- Born: Hazel Manross Whitman September 16, 1918 Brooklyn, New York, US
- Died: October 19, 1988 (aged 70) Rome, Italy
- Education: University of Chicago (BA) Columbia University (PhD)
- Occupation: Historian
- Employer: Teacher's College, Columbia University
- Children: Hendrik Hertzberg

= Hazel Hertzberg =

American historian (1918–1988)

Hazel Manross Whitman Hertzberg (September 16, 1918 – October 19, 1988) was an American historian. Her scholarship focused on the Indigenous people of North America. She was a professor of history and education at Teachers College, Columbia University.

== Early life and education ==
Hazel Manross Whitman was born on September 16, 1918, in Brooklyn, New York, to Grace (Wood) and Charles Theodore Whitman. She attended the University of Chicago (AB, 1958) and Columbia University (MA, 1961; PhD, 1968). While at university, she worked as an activist for sharecroppers in Mississippi, promoted the Indian independence movement, and was involved with the Socialist Party of America. She received her AB after she began teaching social studies in New York.

== Career ==
Hertzberg taught at the elementary and secondary level and worked in curriculum development. She co-wrote a seventh-grade anthropology curriculum for New York students as part of the Anthropology Curriculum Project. Later in her career, Hertzberg began writing about the history and theory of education. Her study Social Studies Reform, 1880–1980 (1981), covers the history of social studies in the United States.

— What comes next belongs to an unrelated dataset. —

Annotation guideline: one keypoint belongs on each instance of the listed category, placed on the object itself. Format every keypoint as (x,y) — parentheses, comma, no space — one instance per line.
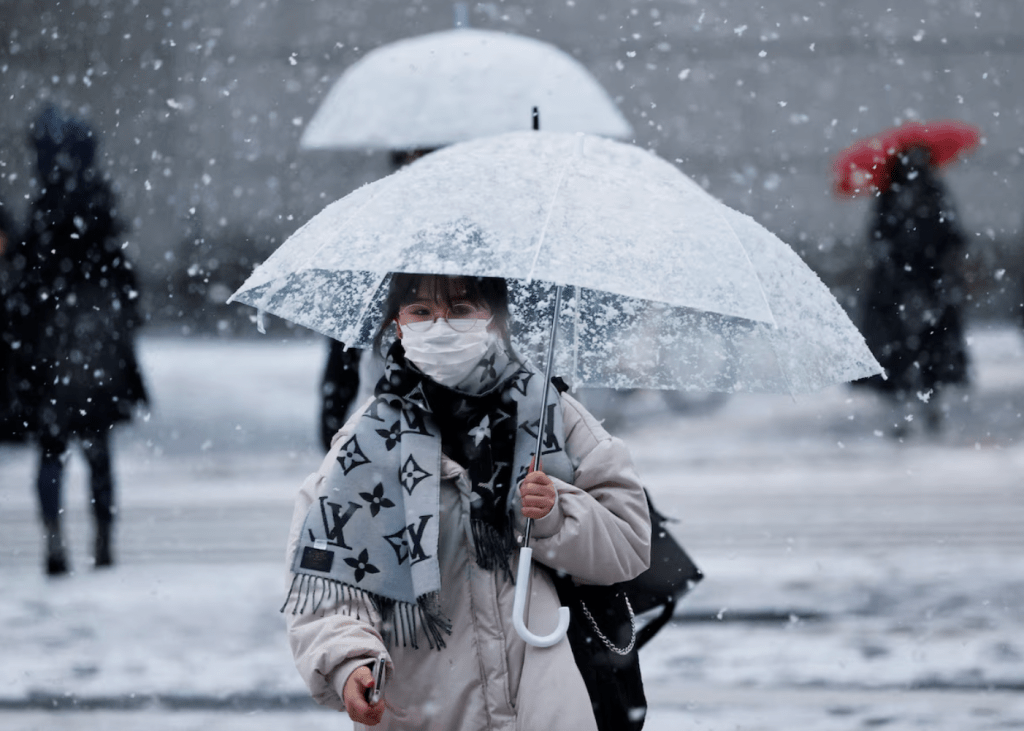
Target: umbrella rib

Reviewing The Great Tree and the Longhouse: The Culture of the Iroquois (1966), the anthropologist Elisabeth Tooker said that, despite being written for children, it was "probably the best summary of aboriginal Iroquois culture since Henry Morgan's League of the Ho-de-no-sau-nee or Iroquois". The Search for an American Indian Identity: Modern Pan-Indian Movements (1971) discusses pan-Indianism after the Ghost Dance (from roughly the 1900s to the 1970s), covering organizations including the Society of American Indians and the Teepee Order of America.

== Personal life ==
Hazel married Sidney Hertzberg, a journalist and activist, on August 25, 1941. She and Sidney co-wrote The UN in the Age of Change, a short book on the United Nations. They had two children, including Hendrik Hertzberg. She died on October 19, 1988, in Rome, while attending a conference.